Pedro Bernardo Guimarães (1884-1948), filho

As Esculturas de meu Pai

As esculturas de meu Pai - Há muito de exagero, às vezes, muito de ficciosa criação nos que fazem a história anedótica dos que morrem em cheio de celebridade, rebuscando excentricidades características da vida dos que biografam.

Sem que me constranjam preconceitos ou convenções a que a afinidade de sangue me levaria, limitando minhas expansões admiradoras ao autor d' A Escrava Isaura, eu posso dizer muito à vontade que meu pai, BernardoGuimarães, sendo o mais popular e o mais nacional dos nossos romancistas até hoje não escapou a esse vezo.

Por todas as terras onde andou, em Goiás, onde exerceu o juizado de Catalão; em Queluz de Minas, onde foi professor, em Ouro Preto, onde nasceu e residiu durante mor parte de sua vida; em S. Paulo, onde estudou direito em companhia de Aureliano Lessa e Álvares de Azevedo, e arrancou sua carta de "bacharel formado", como rezam os dizeres do pergaminho, pelo seu bom humor comunicativo e gênio delicadamente bondoso, deixou só amigos.

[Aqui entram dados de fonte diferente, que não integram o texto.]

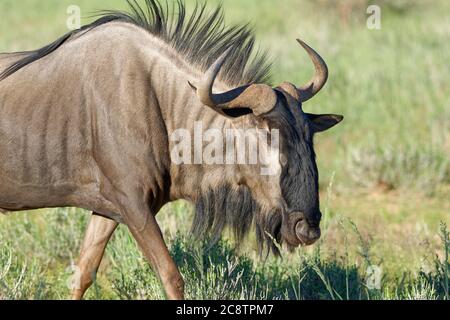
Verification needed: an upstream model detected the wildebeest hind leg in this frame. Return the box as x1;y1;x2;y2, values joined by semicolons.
72;212;118;300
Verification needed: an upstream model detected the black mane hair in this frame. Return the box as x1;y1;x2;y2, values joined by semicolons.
0;0;270;86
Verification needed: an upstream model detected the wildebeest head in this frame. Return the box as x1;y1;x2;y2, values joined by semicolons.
188;40;343;252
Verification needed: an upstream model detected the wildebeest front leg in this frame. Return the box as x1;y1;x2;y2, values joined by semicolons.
72;213;118;300
127;214;184;300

Não raro eu encontro com um desses, que tiveram relações íntimas com o Poeta, e se os topos, de[s]fiam o rosário de anedotas, em sabendo que sou filho.

Seriamente que me mostro encantado, embora nas narrativas confundam-se coisas aceitáveis com as fabulosas piadas de que o inteligente savoir-faire de meu pai seria incapaz.

Assim, tenho caladamente digerido facécias de Bocage que andam impressas em edições de dez tostões, para gáudio do povo, lançadas à conta da responsabilidade espiritual de Bernardo.

E sempre, finalizando, os narradores invocam que eu, "filho do rebento ilustre", diga se não "foi exato" o episódio, coagindo-me, dentro do silêncio de devida gentileza, a autenticar o "caso contado" entre muito elogio que põe uma peia e não permite que se negue, contrariando.

Ademais, chegando o centenário de meu pai, dispenso-me de dizer que esses seus contemporâneos sobreviventes tenham já sobre a cabeça alvíssima respeitável neve, e à velhice devemos um culto que não admite contradizer narradores venerandos, mesmo que constitua, pela sua sensaboria, um crime de lesa-espírito atribuir a piada ao talentoso poeta boêmio.

Valem mais, porém, as intenções do que as palavras, - e no fundo as intenções desses evocadores são deliciosamente puras e boas, encerrando sempre o desejo de homenagem cativante.